At the same time, ministry documents shared with Ebola response teams in Ituri on Wednesday highlighted operational difficulties including lost contact cases, patients moving between health zones and fuel shortages affecting mobile units.

Shortages of supplies and funding

Professor Salim Abdool Karim, who advises the Africa CDC and visited Ituri last week, said the most serious difficulty was the lack of supplies. In a report he is due to present at an emergency meeting, he said the response needed more resources across the board, from personal protective equipment to gravel.

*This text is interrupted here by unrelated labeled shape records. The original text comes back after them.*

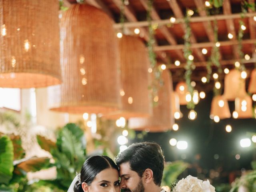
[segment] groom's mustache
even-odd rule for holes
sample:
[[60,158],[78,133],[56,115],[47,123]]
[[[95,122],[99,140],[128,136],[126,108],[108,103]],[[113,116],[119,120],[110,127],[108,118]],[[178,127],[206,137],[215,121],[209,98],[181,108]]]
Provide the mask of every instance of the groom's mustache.
[[131,192],[131,190],[129,189],[124,189],[124,192]]

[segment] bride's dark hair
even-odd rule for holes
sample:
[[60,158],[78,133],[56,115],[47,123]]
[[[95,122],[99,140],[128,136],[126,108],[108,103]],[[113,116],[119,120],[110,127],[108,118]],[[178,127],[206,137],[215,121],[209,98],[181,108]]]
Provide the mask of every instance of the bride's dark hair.
[[88,158],[81,169],[81,183],[77,181],[74,187],[74,192],[84,192],[82,183],[85,182],[89,186],[101,171],[108,168],[112,168],[118,170],[117,166],[108,156],[96,155]]

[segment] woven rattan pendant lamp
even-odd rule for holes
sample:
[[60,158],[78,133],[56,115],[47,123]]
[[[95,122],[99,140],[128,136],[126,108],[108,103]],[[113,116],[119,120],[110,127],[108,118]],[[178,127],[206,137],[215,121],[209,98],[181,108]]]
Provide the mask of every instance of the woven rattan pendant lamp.
[[107,118],[123,117],[149,116],[152,113],[150,101],[150,67],[148,54],[138,37],[123,35],[118,41],[120,53],[122,107],[120,110],[104,114]]
[[245,80],[241,77],[237,69],[231,70],[224,79],[224,96],[229,101],[234,101],[237,97],[245,96]]
[[59,84],[58,1],[0,0],[0,87]]
[[253,111],[252,98],[248,95],[246,95],[243,97],[236,98],[235,110],[238,114],[237,118],[252,118]]
[[76,4],[60,23],[63,83],[52,110],[104,113],[117,109],[121,96],[117,39],[112,21],[101,10]]
[[172,82],[167,70],[163,71],[162,78],[164,85],[158,90],[158,104],[153,108],[153,115],[149,118],[131,118],[128,125],[130,128],[150,132],[164,132],[171,129],[174,123],[171,103]]
[[256,93],[256,69],[254,69],[252,72],[248,91],[251,93]]
[[222,95],[215,96],[212,101],[210,115],[218,116],[220,119],[230,118],[231,116],[228,100]]
[[179,96],[180,104],[180,105],[186,105],[188,102],[186,100],[186,96],[188,93],[188,90],[186,82],[181,81],[178,82],[176,85],[175,91]]

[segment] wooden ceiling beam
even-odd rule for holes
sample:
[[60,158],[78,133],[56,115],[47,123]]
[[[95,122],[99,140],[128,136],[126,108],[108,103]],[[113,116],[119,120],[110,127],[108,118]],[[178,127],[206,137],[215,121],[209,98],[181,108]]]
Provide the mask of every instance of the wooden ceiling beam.
[[[113,2],[116,6],[120,9],[122,4],[121,0],[112,0]],[[137,22],[138,20],[136,16],[134,11],[130,5],[124,6],[124,15],[128,20],[130,21]],[[148,41],[149,40],[149,35],[147,31],[142,27],[140,28],[140,32],[142,33],[144,38],[146,41]],[[157,44],[156,43],[155,43]],[[156,53],[158,57],[161,59],[162,61],[165,63],[168,63],[169,62],[168,59],[166,58],[166,54],[163,52],[157,52]]]
[[[223,1],[223,13],[225,15],[231,15],[232,14],[231,11],[231,6],[229,0],[224,0]],[[232,34],[233,36],[233,38],[230,40],[231,41],[234,42],[237,39],[236,34],[235,30],[235,26],[234,21],[232,19],[228,19],[226,20],[226,26],[228,30],[228,32]],[[237,45],[234,45],[232,46],[233,49],[233,53],[236,59],[239,58],[239,54],[238,50],[238,46]]]
[[[205,10],[205,6],[203,0],[194,0],[196,6],[198,11],[199,15],[202,17],[207,16],[206,12]],[[205,31],[207,34],[209,40],[212,42],[214,42],[214,34],[212,27],[210,21],[207,21],[203,22]]]
[[[145,9],[147,10],[148,9],[148,0],[140,0],[140,1]],[[156,10],[153,7],[151,10],[151,17],[154,20],[161,20],[161,18],[159,16],[158,13]],[[165,37],[167,41],[171,45],[177,45],[178,43],[177,41],[175,39],[175,38],[173,35],[169,32],[167,27],[166,26],[163,26],[159,28],[159,30],[161,32],[164,36]],[[180,59],[183,61],[185,61],[184,56],[183,55],[183,52],[181,50],[176,50],[176,52],[178,55]]]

“There is a need for more resources of almost everything from PPE (Personal Protective Equipment) to gravel,” he said in a report he will present at an emergency meeting soon.

He said a shortage of gravel had delayed the construction of isolation wards, while prefabricated wall, floor and roof panels were also missing. He added that the absence of USAID, which Reuters reported was dismantled by US President Donald Trump last year, was being felt. The United States says it remains the biggest donor to the response and has asked other partners to contribute.

Reuters reported that medics are short of masks, and dozens of health workers have contracted the Bundibugyo strain, for which there is no proven vaccine or treatment. Kaseya said some required supplies were at times sitting in warehouses instead of reaching the field.

The African Union says it has received only one-fifth of the funding needed for its $518 million response plan, while aid workers say donor backing is lower than in previous Ebola outbreaks. Asked whether Western governments should increase their support, Kaseya said: “I think they are starting to understand that it’s serious.”